How about we see which steps you have to take to make an ISO 27001 checklist and where they are utilized. Also, these steps are relevant for internal audit of any management standard, e.g. ISO 9001, ISO 14001, and etc.:

Document Review

In this step you need to go through all the documentation of your Information Security Management System (ISMS) or part of the ISMS you are going to audit, keeping in mind the end goal is to first get familiar with the procedures in the ISMS and second see whether there are nonconformities in the documentation concerning ISO 27001.
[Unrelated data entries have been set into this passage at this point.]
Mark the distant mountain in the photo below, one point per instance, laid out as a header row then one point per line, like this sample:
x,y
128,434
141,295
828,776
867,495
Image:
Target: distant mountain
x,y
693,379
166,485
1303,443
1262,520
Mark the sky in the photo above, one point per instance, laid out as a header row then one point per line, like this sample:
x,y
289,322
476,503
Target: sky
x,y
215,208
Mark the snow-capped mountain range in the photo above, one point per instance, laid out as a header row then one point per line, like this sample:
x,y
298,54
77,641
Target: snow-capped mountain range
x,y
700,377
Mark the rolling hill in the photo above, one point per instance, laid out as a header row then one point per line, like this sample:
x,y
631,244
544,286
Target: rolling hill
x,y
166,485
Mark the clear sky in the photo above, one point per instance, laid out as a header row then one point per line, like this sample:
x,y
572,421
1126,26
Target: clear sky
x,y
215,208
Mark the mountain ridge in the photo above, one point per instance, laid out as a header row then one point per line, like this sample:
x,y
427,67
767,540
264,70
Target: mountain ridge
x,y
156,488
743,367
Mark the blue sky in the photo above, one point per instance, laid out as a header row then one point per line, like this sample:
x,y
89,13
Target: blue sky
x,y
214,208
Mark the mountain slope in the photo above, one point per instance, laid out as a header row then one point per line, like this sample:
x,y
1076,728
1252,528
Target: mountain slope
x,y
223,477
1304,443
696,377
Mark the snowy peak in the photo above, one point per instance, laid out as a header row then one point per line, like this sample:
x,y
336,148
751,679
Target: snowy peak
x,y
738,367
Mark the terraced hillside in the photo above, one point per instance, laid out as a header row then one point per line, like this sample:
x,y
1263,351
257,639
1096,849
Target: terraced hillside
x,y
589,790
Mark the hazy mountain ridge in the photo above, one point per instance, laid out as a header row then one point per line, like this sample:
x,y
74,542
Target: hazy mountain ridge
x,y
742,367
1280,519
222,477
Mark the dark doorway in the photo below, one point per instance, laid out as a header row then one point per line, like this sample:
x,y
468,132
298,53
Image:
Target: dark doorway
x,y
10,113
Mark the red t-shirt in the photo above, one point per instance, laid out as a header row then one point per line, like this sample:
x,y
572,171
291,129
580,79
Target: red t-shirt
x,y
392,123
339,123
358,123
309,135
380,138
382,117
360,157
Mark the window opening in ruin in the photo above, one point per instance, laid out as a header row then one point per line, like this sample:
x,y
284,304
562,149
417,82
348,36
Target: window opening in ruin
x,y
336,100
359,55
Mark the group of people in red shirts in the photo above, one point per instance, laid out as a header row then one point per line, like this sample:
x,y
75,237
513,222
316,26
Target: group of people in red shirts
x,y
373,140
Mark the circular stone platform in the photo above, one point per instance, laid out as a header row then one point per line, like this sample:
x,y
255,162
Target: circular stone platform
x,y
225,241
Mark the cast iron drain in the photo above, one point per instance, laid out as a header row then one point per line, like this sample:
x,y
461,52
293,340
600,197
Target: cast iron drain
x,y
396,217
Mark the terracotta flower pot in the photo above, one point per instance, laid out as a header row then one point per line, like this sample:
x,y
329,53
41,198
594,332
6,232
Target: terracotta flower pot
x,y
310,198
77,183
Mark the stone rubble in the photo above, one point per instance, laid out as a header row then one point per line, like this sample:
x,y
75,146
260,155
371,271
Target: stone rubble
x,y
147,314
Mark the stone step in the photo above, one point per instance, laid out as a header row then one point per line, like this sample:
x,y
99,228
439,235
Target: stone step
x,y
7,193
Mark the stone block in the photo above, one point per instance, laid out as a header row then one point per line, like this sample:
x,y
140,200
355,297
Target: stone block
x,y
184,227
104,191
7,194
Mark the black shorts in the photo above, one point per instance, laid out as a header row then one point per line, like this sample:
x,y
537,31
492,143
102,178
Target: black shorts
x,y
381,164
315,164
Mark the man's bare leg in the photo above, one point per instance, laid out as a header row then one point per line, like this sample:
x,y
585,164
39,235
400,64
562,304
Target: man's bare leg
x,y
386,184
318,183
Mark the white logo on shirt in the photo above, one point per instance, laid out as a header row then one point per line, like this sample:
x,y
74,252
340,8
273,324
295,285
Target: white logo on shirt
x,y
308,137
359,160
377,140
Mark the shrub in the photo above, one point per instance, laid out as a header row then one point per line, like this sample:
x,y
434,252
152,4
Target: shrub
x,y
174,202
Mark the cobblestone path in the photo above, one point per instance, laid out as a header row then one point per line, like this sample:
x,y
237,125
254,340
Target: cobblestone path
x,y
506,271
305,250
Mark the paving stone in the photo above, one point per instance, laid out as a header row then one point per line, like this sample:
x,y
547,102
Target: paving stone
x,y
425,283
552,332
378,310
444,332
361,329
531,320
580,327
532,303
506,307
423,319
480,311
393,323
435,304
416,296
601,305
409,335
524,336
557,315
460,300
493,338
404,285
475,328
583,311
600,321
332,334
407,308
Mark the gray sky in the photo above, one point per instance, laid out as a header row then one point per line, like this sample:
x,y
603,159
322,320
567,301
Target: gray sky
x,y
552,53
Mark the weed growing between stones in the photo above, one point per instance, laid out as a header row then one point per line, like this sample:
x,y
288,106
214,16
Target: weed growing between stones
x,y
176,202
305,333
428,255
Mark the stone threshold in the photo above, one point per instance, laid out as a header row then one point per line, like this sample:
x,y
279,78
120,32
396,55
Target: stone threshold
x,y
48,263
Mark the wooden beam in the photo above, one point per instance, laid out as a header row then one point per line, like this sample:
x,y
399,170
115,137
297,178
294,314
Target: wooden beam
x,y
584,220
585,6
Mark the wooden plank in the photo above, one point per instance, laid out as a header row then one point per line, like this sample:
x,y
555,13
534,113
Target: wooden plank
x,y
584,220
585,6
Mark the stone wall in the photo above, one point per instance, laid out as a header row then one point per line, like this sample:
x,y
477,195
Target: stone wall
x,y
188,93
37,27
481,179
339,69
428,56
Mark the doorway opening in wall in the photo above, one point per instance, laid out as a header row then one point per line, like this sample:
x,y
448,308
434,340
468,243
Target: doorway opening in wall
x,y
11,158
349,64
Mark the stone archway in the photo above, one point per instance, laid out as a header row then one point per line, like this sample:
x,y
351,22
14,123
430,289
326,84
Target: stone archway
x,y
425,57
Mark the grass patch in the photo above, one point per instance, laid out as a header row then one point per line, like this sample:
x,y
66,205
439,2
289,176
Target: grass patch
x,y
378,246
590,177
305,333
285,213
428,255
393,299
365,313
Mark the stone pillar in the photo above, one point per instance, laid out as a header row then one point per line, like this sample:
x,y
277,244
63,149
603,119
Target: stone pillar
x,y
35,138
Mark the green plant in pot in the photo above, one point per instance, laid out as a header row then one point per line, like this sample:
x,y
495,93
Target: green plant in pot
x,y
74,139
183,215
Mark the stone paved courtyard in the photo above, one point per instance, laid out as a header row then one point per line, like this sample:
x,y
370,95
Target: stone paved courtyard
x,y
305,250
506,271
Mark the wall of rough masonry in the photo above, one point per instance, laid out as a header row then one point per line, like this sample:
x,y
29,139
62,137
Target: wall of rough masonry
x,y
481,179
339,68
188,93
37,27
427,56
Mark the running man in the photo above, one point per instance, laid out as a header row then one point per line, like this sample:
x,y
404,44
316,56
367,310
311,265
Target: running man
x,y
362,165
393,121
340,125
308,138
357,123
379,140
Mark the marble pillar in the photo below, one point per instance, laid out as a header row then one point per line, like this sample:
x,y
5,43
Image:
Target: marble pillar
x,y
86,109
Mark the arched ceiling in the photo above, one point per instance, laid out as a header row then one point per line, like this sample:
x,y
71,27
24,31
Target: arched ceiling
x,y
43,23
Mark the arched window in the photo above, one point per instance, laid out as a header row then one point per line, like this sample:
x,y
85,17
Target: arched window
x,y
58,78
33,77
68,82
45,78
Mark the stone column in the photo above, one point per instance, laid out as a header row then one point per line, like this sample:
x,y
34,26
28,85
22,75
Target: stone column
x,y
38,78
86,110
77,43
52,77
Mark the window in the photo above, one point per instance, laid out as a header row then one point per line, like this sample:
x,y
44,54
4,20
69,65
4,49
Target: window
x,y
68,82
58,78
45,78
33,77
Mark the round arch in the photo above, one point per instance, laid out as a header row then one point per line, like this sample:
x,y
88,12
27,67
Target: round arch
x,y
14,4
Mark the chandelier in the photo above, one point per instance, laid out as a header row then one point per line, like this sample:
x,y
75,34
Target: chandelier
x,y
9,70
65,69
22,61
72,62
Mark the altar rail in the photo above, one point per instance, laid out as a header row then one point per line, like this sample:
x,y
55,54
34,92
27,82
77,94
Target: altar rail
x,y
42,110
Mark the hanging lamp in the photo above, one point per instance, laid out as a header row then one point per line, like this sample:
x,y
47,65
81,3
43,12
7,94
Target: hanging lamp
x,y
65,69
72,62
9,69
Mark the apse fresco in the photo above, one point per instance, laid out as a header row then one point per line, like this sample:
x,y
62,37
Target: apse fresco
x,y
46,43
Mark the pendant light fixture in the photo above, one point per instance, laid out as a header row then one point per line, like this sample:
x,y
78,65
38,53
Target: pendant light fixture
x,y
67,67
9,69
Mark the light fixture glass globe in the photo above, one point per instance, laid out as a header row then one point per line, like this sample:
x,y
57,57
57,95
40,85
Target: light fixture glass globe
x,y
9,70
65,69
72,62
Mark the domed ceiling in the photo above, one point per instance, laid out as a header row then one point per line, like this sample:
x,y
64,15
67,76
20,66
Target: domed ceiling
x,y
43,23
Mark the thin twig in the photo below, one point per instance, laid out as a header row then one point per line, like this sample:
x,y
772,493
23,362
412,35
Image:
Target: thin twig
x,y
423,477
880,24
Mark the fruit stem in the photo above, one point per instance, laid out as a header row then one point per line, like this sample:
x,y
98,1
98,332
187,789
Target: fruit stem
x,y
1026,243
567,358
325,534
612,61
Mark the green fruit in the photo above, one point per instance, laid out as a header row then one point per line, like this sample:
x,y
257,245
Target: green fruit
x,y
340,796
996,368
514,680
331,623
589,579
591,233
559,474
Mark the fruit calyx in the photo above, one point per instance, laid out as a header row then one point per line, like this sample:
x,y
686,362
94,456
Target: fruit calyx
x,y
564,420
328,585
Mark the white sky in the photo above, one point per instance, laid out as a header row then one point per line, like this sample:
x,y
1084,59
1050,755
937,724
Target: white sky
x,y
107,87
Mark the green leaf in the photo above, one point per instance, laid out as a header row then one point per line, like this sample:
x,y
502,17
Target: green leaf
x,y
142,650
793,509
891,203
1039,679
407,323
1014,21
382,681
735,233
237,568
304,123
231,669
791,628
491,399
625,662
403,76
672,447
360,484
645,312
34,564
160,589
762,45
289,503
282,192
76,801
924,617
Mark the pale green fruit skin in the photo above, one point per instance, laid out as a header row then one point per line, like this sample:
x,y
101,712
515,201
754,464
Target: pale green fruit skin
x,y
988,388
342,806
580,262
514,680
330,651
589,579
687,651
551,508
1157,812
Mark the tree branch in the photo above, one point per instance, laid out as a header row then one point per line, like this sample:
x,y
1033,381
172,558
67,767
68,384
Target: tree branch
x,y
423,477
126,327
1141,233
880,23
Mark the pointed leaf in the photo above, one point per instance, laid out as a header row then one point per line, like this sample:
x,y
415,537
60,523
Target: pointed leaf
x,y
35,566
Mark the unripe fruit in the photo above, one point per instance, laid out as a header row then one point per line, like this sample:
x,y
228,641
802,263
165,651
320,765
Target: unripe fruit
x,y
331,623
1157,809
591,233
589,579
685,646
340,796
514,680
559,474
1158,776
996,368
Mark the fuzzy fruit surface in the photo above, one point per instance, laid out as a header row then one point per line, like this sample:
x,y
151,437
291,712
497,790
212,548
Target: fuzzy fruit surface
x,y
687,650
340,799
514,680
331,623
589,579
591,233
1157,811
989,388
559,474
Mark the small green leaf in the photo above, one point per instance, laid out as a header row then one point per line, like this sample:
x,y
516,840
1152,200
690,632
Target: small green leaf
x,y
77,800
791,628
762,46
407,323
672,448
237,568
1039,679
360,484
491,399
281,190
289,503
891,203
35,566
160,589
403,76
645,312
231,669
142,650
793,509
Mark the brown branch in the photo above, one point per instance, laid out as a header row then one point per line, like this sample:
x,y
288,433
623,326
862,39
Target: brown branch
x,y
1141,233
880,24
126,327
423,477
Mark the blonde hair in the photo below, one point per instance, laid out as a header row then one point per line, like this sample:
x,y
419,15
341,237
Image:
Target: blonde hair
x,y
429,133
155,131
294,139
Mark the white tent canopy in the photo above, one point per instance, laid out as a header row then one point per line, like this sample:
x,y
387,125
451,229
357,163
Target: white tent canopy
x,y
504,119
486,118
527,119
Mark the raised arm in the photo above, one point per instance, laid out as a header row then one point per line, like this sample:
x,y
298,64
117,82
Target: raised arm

Making the ISO 27001 Checklist

Basically, you create a ISO 27001 checklist in parallel to Document review – you read about the particular prerequisites written in the documentation (strategies, policies, techniques and designs), and record them with the goal that you can check them during the primary audit. For example, if the backup arrangement requires the reinforcement to be made at regular intervals, at that point you need to take note of this in your checklist, to recollect later on to check if this was really done.

Planning the Main Audit

Since there will be numerous things you have to look at, you should arrange for which departments as well as areas to visit and when. Your checklist will give you a thought on where to focus the most.

Performing the Main Audit

The main audit, instead of document review, is exceptionally practical. You need to walk around the organisation and converse with representatives/employees, check the computers and other equipment, watch physical security and so forth. Your ISO 27001 checklist is vital in this procedure, in the event that you don’t have anything to depend on, you can be sure that you will neglect to check numerous essential things; additionally, you have to take detailed notes on what you find.

Reporting

Once you complete your primary audit, you need to summarize each and every one of the nonconformities you found and create an internal audit report. Obviously, without the checklist and the point by point notes you won’t have the capacity to write an exact report. In light of this report, you or another person should open corrective action on any findings.

Follow-up

Most of the time, the internal auditor will be the one to check whether the entire corrective raised amid the internal audit are closed. Once more, your checklist and notes can be exceptionally helpful here to help you to remember the reasons why you brought nonconformity up in any case. Simply after the nonconformities are closed the internal auditor’s activity is wrapped up.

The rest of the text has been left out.